Greg Hoglund, CEO of HBGary, admits that lackluster security at his company played a central role in the breach that led to the release of some 50,000 company emails, but also disputes common understanding and reported details of the hack and the group behind it, going so far as to say there was actually no hack at all.
In an interview with CSO Online’s Robert Lemos, Hoglund explains that Anonymous, the hacker-collective of online mischief makers that exposed the trove of HBGary emails, never entered the company’s network, and in fact may not have even been aware of its existence until long after the fact. Instead, Anonymous members used a stolen password to gain access to the companies email spool.
The email spool was hosted in Google’s cloud service. Hoglund reportedly spent the better part of Super Bowl Sunday trying to shut-down the HBGary site but only ended up getting the run-around from a Google service call center in India. As his company was in the process of getting “owned,” so to speak, Google’s call center set up elaborate hoops through which they expected Hoglund to jump in order to validate his identity. By the time he proved himself and was able to get technical support on the phone, the damage had already been done.
Hoglund warns CISOs considering cloud storage to make sure that they establish a contractual emergency service agreement with their provider and suggests setting up a local email retention policy so that a company’s entire email archive is not stored in one accessible location out in the cloud. He also recommends the use of two-factor log-in authentication, a relatively cheap service that Hoglund believes could have prevented the HBGary blunder altogether. And finally, Hoglund advises for the configuration of IP restrictions, so that there is only one administrator account that can only be accessed from one location.
As for Anonymous, Hoglund claims that leading up to the attack, they weren’t even on his radar. He admits to not taking them seriously, and viewing the collective as “a bunch of kids who DDoS sites offline,” something most people see as little more than a virtual sit-in. Besides, he says, his company was focused primarily on securing their customers from advanced persistent threats (APTs) from China.
“That has been the bulk of our research for quite a while because most of our customers have suffered attacks from, what appears to be, state sponsored Chinese intelligence,” Hoglund tells CSO Online. “It’s espionage stuff, so we were heads down on that.”
In the wake of the attack, Hoglund has focused his attention more intently on anonymous, and learned that they aren’t really what they claim to be.

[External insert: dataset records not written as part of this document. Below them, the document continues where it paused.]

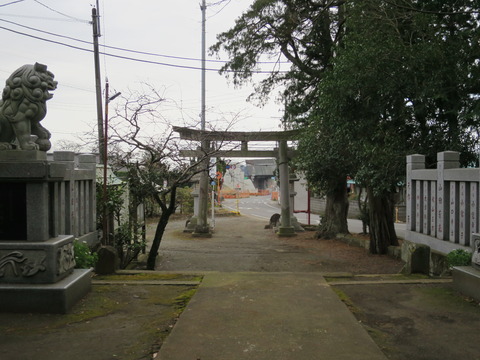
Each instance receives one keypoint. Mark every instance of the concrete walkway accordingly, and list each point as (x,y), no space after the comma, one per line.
(267,316)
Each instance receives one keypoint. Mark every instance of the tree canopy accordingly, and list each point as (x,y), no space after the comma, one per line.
(370,82)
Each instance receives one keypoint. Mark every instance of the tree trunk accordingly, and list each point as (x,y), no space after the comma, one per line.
(336,211)
(382,229)
(160,230)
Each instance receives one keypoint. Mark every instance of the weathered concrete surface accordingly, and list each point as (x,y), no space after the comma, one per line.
(271,316)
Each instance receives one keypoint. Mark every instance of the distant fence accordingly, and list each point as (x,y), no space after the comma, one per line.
(442,204)
(242,195)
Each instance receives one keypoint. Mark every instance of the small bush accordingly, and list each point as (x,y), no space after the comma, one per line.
(459,257)
(84,258)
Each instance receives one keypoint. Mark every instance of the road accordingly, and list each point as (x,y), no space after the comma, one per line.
(262,207)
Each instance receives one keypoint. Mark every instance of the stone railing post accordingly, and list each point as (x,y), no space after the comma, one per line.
(414,162)
(446,201)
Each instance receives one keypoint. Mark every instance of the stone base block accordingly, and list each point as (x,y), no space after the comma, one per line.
(57,298)
(190,225)
(26,262)
(466,279)
(416,257)
(22,155)
(286,231)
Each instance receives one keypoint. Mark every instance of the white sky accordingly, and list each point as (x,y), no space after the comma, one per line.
(167,27)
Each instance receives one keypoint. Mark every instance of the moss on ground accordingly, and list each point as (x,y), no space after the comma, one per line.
(131,321)
(148,277)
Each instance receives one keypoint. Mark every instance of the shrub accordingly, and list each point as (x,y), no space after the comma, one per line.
(84,258)
(459,257)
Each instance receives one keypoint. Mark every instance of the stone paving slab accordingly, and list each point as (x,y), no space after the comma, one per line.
(267,316)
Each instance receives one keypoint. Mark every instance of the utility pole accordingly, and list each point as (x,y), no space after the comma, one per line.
(98,83)
(202,228)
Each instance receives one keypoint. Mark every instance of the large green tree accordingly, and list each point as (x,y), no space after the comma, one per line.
(306,34)
(402,82)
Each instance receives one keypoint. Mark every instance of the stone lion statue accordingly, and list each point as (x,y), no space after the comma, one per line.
(23,106)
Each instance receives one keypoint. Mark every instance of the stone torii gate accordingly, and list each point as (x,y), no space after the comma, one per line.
(282,153)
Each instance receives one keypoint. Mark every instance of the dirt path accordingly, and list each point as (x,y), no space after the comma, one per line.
(243,244)
(128,320)
(408,321)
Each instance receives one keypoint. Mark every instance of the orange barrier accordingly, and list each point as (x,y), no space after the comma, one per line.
(275,195)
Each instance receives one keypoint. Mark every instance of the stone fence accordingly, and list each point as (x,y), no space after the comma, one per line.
(73,198)
(442,205)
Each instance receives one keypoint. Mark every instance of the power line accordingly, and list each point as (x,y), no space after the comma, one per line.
(60,13)
(123,49)
(127,57)
(10,3)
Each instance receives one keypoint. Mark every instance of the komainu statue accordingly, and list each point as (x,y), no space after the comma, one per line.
(23,106)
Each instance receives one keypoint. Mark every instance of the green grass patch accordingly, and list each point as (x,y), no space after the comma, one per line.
(149,277)
(182,301)
(347,301)
(448,298)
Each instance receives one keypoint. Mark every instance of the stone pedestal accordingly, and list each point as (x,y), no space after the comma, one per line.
(466,279)
(36,263)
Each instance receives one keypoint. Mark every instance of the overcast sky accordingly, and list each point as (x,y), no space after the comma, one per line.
(165,27)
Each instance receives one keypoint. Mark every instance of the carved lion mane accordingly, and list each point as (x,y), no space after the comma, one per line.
(23,106)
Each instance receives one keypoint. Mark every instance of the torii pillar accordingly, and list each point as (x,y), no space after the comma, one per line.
(286,228)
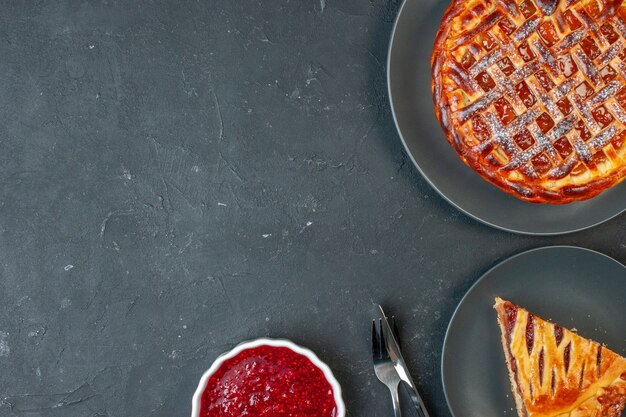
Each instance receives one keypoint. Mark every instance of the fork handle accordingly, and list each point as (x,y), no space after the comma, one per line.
(395,400)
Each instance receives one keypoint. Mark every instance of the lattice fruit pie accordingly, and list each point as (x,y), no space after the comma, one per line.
(555,372)
(531,93)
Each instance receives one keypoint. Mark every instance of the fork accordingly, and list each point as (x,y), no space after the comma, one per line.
(383,366)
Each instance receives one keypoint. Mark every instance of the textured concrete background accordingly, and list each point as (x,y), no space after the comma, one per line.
(177,177)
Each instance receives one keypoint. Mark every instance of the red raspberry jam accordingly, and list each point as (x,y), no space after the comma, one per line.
(268,381)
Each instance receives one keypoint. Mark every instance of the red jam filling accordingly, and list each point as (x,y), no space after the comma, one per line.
(268,381)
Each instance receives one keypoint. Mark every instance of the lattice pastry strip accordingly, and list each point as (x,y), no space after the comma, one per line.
(555,372)
(535,102)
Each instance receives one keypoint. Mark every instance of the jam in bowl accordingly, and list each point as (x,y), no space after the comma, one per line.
(268,377)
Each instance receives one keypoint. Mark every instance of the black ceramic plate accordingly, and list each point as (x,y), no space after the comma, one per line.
(574,287)
(411,101)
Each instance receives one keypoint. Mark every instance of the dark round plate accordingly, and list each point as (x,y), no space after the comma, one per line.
(574,287)
(408,72)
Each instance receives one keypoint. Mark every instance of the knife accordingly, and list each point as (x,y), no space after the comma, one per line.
(393,348)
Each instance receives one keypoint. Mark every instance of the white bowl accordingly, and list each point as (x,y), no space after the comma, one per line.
(341,408)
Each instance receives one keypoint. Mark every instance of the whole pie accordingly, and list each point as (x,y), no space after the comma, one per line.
(530,93)
(555,372)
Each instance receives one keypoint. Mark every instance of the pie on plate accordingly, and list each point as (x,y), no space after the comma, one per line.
(555,372)
(532,94)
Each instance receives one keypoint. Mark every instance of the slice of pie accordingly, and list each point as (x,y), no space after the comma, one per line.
(555,372)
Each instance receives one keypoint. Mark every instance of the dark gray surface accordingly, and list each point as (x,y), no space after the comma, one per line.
(410,92)
(147,148)
(570,286)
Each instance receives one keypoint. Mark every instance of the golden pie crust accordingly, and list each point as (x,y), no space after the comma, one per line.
(531,95)
(555,372)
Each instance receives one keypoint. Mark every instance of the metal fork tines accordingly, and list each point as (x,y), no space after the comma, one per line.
(389,365)
(383,366)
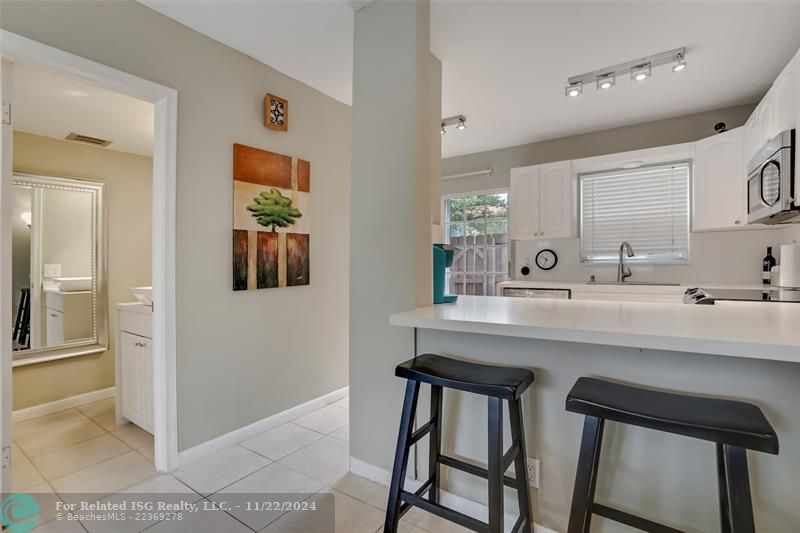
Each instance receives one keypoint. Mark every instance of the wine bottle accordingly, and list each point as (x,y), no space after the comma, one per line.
(766,267)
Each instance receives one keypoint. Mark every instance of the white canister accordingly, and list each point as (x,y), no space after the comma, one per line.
(790,266)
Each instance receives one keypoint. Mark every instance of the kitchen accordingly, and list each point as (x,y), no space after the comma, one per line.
(586,297)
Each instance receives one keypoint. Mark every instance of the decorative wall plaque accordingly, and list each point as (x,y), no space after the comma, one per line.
(276,112)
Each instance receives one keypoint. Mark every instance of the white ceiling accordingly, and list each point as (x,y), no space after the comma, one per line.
(505,63)
(53,106)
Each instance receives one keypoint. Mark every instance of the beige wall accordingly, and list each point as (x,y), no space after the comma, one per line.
(241,356)
(129,192)
(676,130)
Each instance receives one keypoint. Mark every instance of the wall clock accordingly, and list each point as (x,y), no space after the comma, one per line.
(276,112)
(546,259)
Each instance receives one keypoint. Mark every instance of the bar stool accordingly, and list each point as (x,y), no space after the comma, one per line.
(498,383)
(734,426)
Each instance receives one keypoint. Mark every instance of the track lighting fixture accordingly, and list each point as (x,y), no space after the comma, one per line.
(680,63)
(459,121)
(640,70)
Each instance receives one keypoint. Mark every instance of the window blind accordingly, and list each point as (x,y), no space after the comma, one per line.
(647,206)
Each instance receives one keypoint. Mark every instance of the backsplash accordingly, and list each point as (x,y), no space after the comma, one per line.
(720,257)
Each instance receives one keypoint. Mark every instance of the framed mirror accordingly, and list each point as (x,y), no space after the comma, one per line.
(60,302)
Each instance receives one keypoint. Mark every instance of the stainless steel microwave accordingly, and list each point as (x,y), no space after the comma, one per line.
(771,182)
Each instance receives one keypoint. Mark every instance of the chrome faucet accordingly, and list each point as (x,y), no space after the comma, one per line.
(624,272)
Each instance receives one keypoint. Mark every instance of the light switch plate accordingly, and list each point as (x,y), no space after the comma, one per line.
(52,270)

“There aren’t very many, first of all,” he says. “There are not thousands, they are not a legion,” which they claim to be. Hoglund contends these are intimidation tactics, the fruits of a pseudo-journalist fueled, media manipulating propaganda machine that Anonymous uses to instill fear in their opponents.
He goes on to tell Robert Lemos, that through his research he has learned that Anonymous essentially consists of a dozen or so of what he describes as “criminal hackers” engaged in a wide range of activities, including what Hoglund claims is the theft and publication of private company data.

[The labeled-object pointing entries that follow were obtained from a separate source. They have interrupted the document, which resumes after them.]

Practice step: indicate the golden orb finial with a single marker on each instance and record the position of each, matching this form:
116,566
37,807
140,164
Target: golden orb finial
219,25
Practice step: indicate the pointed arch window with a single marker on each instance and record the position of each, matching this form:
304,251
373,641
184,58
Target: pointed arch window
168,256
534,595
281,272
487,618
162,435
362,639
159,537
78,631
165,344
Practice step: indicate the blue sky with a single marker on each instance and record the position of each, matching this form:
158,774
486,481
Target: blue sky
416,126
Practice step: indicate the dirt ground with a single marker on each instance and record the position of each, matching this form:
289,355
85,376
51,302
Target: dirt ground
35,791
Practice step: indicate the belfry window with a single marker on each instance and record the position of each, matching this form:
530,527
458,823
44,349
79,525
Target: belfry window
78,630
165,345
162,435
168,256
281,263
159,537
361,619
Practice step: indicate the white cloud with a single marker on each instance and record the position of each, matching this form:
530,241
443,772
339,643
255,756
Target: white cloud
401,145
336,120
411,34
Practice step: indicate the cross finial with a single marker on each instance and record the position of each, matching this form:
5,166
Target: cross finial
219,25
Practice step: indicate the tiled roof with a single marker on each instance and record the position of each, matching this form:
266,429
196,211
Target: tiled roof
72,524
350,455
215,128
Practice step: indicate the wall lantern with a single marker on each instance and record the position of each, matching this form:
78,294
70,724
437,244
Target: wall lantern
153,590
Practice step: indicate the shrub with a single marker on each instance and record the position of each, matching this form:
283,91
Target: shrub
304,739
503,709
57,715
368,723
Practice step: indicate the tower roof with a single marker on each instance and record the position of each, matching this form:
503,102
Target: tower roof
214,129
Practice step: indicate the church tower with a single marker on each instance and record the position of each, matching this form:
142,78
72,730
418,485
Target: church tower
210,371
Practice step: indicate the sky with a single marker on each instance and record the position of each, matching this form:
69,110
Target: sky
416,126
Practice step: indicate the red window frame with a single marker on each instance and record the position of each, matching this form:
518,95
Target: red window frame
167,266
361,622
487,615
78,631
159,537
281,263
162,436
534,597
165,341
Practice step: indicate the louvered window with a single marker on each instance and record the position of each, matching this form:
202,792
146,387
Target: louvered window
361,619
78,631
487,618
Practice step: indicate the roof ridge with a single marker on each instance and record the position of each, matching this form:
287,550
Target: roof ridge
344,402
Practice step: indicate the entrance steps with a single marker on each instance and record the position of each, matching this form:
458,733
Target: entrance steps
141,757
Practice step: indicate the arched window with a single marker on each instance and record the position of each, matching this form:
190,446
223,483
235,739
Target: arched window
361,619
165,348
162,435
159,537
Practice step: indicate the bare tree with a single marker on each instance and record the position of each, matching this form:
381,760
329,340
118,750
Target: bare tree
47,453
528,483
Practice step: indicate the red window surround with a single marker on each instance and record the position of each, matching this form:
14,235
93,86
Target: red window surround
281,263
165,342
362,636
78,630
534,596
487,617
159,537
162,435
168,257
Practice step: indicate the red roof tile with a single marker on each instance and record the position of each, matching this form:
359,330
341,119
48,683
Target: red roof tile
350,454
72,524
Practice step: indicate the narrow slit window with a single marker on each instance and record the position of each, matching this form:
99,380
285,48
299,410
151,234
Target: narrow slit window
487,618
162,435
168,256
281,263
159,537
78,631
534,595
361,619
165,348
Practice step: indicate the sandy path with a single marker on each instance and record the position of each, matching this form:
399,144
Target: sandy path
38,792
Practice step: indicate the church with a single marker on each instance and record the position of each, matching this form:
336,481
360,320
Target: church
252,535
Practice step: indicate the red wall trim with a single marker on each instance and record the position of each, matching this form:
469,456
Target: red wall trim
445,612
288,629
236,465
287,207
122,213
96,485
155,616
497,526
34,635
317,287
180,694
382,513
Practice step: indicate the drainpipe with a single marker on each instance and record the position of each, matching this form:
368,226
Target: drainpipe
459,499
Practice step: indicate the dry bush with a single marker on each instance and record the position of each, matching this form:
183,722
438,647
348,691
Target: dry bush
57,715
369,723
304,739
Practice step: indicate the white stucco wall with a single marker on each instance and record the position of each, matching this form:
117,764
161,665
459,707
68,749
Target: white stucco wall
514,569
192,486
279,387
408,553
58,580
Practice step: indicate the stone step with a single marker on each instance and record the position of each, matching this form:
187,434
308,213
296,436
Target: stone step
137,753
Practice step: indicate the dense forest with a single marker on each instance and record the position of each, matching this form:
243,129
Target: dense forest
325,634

“There have been cases where death threats have been left,” says Hoglund. “It’s just ridiculous, and it’s completely unacceptable. I had no idea about any of this before I was attacked.”
Hoglund says that the most relevant threat right now is malicious insiders with access to a worldwide audience. In that light, Anonymous and its nascent Anonleaks site is just one example of a larger trend that includes Wikileaks, and Crowdleaks, among others. All these groups are recruiting and monetizing insiders, he says.
He draws a line between Wikileaks, which he describes as an entity that at least functions similarly to journalism, keeping their sources anonymous, and the others, who engage in acts of cyber-thuggery by criminally hacking into computers and stealing data.
“Let’s be clear here,” he says, “Anonymous is not protecting Wikileaks. Anonymous is a group that hacks criminally into systems, and we are talking about probably over five corporations that I know of right now in the United States that are being actively targeted by them. When they get access, they are going to steal the data off those systems, e-mail, files off the file system, they are going to do everything they can, and then they are going to leak it and manipulate it and create stories about it. Basically, that is their platform.”
Hoglund’s recommendations and insights are especially timely in light of the recent high profile and sophisticated attack which targeted well-respected security company RSA and resulted in the theft of secrets related to its SecurID two-factor authentication product.